You know I love polymer clay. The longer you read this heart of mine the higher the chance you will try it which you totally should do!! If you can sculpt play doh, you can sculpt polymer clay. It takes more muscle and some fine tuning, but it’s sculpting nonetheless. I intentionally used few tools for these to show it doesn’t take much to make cool things.
I’ve experimented with a few versions of this in the past few months and I landed on simple geometric shapes with simple lines and dots. Obviously, if super detailed and really intricate is your thing, go for it. Invite me over. I like that stuff. But I reigned it in this time. Very simple and they turned out really cool.
-pasta machine, brayer, rolling pin
-texture tools (can be official clay tools or utensils around the house)
-aluminum foil – optional
To begin, the clay must be conditioned from its packaged state. Whether you use a pasta machine, dedicated only to polymer clay, a brayer or rolling pin, the clay must be worked to soften it and make it more pliable. I put together a tutorial about conditioning clay with a pasta machine.

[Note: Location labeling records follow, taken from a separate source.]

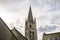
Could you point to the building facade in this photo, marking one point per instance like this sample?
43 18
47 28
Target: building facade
52 36
30 27
7 34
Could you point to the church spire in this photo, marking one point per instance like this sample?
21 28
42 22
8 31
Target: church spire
30 17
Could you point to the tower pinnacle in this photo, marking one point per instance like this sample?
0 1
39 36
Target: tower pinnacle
30 17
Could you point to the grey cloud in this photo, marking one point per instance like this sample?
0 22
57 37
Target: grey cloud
11 5
47 28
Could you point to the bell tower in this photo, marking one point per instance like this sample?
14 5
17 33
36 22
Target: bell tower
30 27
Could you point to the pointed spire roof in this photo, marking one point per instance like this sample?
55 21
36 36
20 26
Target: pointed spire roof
30 17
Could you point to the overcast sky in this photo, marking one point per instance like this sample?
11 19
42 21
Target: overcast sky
47 13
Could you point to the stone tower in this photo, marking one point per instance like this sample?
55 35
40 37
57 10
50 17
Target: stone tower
30 27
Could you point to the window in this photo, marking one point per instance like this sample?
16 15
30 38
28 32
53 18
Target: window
33 35
59 37
30 26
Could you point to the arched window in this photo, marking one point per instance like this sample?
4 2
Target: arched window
30 26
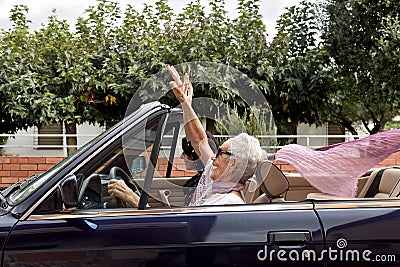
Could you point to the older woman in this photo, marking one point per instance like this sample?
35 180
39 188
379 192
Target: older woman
225 172
234 163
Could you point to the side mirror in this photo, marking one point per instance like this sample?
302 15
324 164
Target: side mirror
69 191
138 165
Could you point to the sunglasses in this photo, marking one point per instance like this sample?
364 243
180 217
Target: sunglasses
220 152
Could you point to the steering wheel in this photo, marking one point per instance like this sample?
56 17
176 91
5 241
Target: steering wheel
125 177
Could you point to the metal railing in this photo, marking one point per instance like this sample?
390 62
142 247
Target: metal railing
306 140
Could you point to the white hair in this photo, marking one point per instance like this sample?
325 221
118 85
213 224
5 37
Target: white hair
248 152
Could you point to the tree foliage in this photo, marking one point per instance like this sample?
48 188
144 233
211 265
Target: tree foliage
361 37
299 90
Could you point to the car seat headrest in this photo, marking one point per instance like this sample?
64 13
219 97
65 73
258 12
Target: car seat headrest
270 179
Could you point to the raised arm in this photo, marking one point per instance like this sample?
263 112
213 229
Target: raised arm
193 128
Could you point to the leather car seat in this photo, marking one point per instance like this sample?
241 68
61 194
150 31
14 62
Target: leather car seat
271 181
382 183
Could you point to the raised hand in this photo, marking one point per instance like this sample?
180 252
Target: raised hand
182 91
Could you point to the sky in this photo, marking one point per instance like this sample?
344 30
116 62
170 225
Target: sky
70 10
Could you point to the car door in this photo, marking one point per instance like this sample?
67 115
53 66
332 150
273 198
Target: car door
361 232
242 235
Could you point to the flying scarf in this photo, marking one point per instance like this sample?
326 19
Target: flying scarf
335 169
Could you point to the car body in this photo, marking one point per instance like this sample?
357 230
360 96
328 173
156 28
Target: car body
65 217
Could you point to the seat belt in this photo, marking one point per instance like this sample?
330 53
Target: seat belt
373 189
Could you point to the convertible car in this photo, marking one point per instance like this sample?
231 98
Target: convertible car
65 217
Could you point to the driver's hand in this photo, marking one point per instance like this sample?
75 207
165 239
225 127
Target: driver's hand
118 189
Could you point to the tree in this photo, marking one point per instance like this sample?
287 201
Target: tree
363 46
22 73
300 89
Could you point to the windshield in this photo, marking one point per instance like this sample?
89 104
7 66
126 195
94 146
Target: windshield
31 185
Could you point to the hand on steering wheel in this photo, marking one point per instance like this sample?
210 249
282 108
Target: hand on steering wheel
122 187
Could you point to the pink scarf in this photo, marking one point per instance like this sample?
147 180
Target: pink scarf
335 169
226 187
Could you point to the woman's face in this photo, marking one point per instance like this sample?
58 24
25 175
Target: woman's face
189 162
220 163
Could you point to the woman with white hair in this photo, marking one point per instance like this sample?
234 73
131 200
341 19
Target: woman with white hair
227 171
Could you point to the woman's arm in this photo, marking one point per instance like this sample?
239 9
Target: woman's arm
193 128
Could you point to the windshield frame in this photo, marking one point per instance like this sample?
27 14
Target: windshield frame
23 193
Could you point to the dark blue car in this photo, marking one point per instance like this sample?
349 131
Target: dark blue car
65 216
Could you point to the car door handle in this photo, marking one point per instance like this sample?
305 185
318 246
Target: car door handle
289 238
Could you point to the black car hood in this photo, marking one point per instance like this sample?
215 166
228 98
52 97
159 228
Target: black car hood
3 212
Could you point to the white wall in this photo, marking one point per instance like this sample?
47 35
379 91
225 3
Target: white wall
23 145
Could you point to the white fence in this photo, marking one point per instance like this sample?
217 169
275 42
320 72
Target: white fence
28 141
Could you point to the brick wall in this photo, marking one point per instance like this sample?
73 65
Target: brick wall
14 169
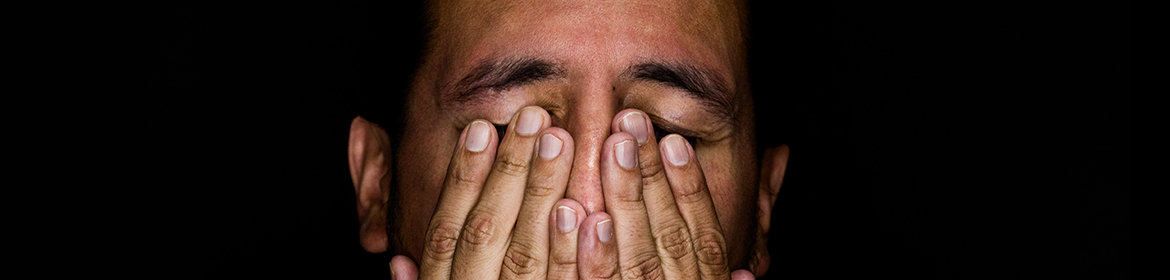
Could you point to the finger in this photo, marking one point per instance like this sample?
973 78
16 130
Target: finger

Once the clay is conditioned, the creating is up to you. The possibilities are endless; it can be as detailed or as simple as you want. One option is to use aluminum foil as a space filler around which you can build the card holder. When tightly pressed into a ball, the foil acts as a sturdy base to build on and allows for shorter cure times and less clay. If you do use the foil as a space filler, do make sure to make the base thicker or heavier than the rest so the statue will do it job and stay upright. Without a weighted base, the form could tend to topple over.
You can also make the card holder out of solid clay. It will require a longer curing time and uses a lot of clay but it works. To lessen the time, you can carve out the center of it like I show below.
You can add texture, simple or intricate before curing.
Also before curing, cut notches for the items to sit.
Bake the completed form according to the manufacturer’s directions. Allow to cool completely.